The differences between world superpowers the United States and China are vast, and they touch levels of society ranging from economics to art. These differences were on display last week as China’s Mo Yan spoke about winning the Nobel Prize award.
Mo Yan, a pen name meaning “Don’t speak,” will be awarded the 2012 Nobel Prize for Literature tonight in Stockholm. In a press conference earlier this week, he said:
“I’ve never given any compliments or praised the system of censorship but I also believe that in every country of the world, censorship exists. The only difference is in the degree and way of censorship. Without censorship, then any person could on television or online vilify others. This would not be allowed in any country. As long as it is not contrary to the true facts, it should not be censored. Any disinformation, vilification, rumors or insults should be censored.”
It’s hard to picture an American author offering anything near a defense of censorship, as Yan has, but nuanced consideration suggests his comments can be seen in a more forgiving light.
After all, while stopping far shy of censorship, outrage over art rang out earlier this year when comedian Daniel Tosh joked about an audience member: “Wouldn’t it be funny if that girl (in reference to an audience member who “heckled” him about rape jokes not being funny earlier in his show) got raped by, like, five guys right now? Like right now?”
Few thought it would be funny. Criticism over Tosh’s remarks sprang from all corners of the American commentariat. In a way, the outcry over Tosh’s joke coincides with Yan’s belief that “disinformation, vilification, rumors or insults should be censored.”

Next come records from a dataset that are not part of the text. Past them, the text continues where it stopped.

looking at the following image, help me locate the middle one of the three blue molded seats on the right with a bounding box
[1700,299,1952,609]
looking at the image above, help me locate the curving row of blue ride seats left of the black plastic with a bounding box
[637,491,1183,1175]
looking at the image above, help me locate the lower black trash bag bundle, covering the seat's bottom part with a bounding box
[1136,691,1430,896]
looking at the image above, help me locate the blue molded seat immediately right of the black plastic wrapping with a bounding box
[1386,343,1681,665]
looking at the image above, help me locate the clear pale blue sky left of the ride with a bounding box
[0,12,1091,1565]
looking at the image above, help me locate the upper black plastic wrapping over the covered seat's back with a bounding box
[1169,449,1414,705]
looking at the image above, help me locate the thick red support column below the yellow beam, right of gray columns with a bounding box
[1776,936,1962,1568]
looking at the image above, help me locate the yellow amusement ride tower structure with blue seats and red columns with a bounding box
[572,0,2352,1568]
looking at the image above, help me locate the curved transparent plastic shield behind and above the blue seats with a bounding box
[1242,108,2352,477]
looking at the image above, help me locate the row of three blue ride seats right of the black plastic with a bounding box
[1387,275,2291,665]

In Tosh’s case, though, other comedians defended his right to make the joke. It’s often the general position among artists: debate over it’s humor or worth is welcome, while placing limitations on comedy, fiction, or music is not.
Yan is unique as an artist of note to take a stance seemingly in defense of censorship. It’s hard to picture Jonathan Franzen or Dave Eggers using the Nobel Prize-winner’s platform to make any stance but this: Art must be subject to no limitations.

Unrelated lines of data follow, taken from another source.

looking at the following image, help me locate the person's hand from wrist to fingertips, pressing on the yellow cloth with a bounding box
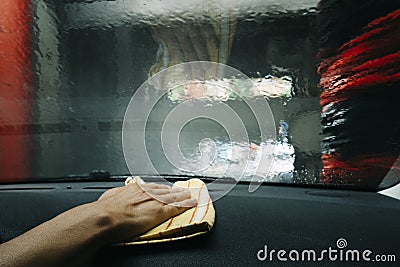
[93,183,197,243]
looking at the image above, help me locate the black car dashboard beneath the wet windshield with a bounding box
[0,182,400,266]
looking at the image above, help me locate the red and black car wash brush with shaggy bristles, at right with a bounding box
[318,1,400,190]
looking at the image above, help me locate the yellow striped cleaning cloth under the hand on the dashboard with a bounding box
[121,177,215,245]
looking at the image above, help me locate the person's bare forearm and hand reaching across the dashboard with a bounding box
[0,180,197,267]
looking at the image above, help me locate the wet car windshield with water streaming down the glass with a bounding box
[0,0,400,190]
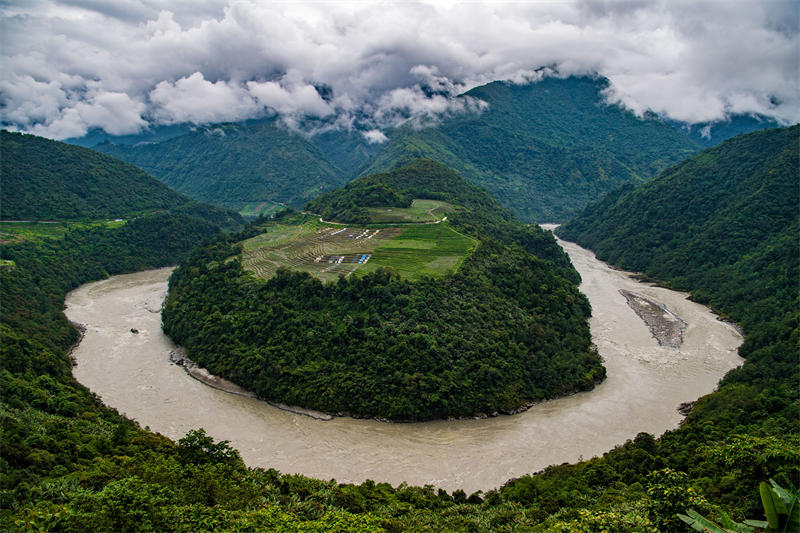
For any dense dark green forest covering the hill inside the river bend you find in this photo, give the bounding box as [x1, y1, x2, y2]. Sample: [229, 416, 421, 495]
[163, 160, 605, 420]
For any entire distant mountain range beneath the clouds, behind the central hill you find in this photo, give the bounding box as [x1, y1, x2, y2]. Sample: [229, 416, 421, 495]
[84, 77, 774, 222]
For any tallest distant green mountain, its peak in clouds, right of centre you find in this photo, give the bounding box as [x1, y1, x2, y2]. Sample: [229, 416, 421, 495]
[365, 77, 697, 221]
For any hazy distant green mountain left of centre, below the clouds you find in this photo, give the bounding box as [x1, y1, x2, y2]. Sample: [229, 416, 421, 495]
[95, 120, 347, 210]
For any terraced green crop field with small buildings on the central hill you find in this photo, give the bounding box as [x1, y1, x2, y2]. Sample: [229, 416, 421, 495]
[242, 219, 476, 281]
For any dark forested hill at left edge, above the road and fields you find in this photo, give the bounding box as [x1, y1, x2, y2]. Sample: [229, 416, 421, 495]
[0, 130, 183, 220]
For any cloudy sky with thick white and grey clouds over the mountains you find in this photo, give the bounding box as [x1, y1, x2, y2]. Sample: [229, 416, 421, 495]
[0, 0, 800, 142]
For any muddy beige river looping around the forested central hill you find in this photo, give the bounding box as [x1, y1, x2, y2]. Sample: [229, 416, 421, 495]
[66, 231, 742, 494]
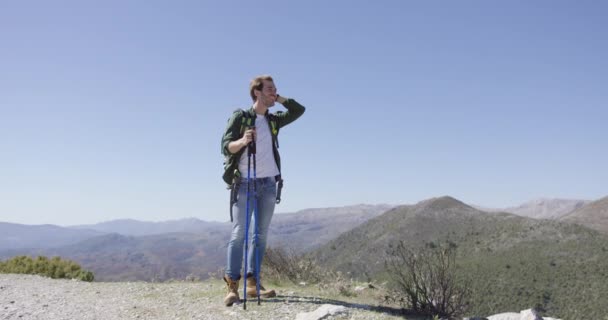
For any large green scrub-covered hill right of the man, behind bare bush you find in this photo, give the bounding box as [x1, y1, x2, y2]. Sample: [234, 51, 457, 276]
[312, 197, 608, 319]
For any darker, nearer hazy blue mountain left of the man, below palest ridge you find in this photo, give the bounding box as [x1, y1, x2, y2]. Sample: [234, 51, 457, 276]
[1, 231, 229, 281]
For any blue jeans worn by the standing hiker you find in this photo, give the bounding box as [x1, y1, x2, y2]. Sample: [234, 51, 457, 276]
[226, 177, 277, 280]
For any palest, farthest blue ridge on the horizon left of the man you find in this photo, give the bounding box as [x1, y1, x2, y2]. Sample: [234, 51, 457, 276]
[70, 218, 226, 236]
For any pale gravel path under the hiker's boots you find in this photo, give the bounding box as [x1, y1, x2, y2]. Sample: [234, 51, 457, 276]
[0, 274, 402, 320]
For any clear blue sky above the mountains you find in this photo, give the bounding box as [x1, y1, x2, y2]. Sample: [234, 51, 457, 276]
[0, 1, 608, 225]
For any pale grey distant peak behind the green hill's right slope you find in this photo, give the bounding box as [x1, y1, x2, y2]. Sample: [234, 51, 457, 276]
[501, 198, 591, 219]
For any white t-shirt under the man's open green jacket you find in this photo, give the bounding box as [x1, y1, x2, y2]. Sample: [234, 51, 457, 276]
[239, 114, 279, 179]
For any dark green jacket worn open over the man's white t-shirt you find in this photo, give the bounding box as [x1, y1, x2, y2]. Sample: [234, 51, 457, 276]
[222, 99, 305, 185]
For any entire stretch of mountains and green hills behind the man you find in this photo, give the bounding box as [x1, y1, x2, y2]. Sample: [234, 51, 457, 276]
[0, 196, 608, 319]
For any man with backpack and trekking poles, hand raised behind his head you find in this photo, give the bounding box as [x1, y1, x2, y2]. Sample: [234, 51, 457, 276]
[222, 75, 304, 306]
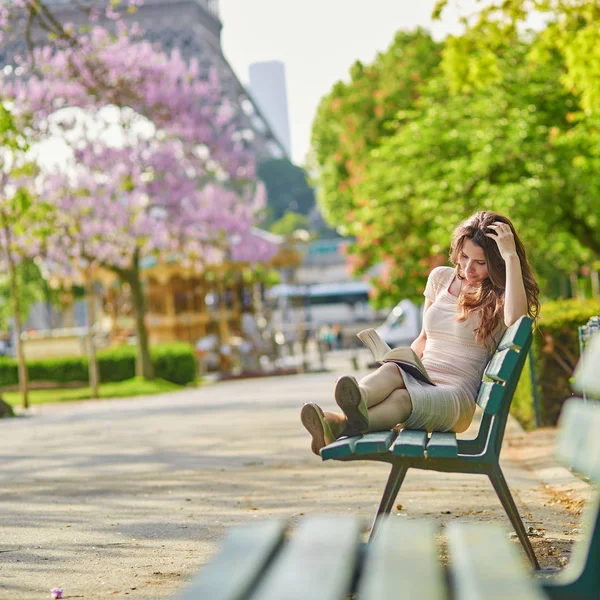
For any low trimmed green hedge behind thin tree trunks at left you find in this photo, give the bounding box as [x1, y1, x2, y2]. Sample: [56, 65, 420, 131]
[0, 343, 196, 387]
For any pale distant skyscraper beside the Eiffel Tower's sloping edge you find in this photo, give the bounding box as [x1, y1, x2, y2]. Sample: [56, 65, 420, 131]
[249, 60, 290, 156]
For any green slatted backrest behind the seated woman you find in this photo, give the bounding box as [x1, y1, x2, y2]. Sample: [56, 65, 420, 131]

One writer thought by many to have long deserved a Novel Prize for Literature is Salman Rushdie. The Satanic Verses author was forced into hiding after Ayatollah Khomeini of Iran called for his death for allegedly being blasphemous toward the Prophet Muhammad.
An interesting statement is made by the Nobel committee now that Yan has been honored while Rushdie has not. Yan, whose style is heavy on folklore and magical realism, offered another, almost artistically purist, defense of censorship by saying it forces writers to “conform to the aesthetics of literature.”
That may be true. But literature is about more than just writing. It’s about telling stories and sharing ideas. It’s about pushing past limitations. It’s about going wherever the story must.
In Yan’s defense, though, I’d offer this: we don’t know that this was his unfiltered opinion.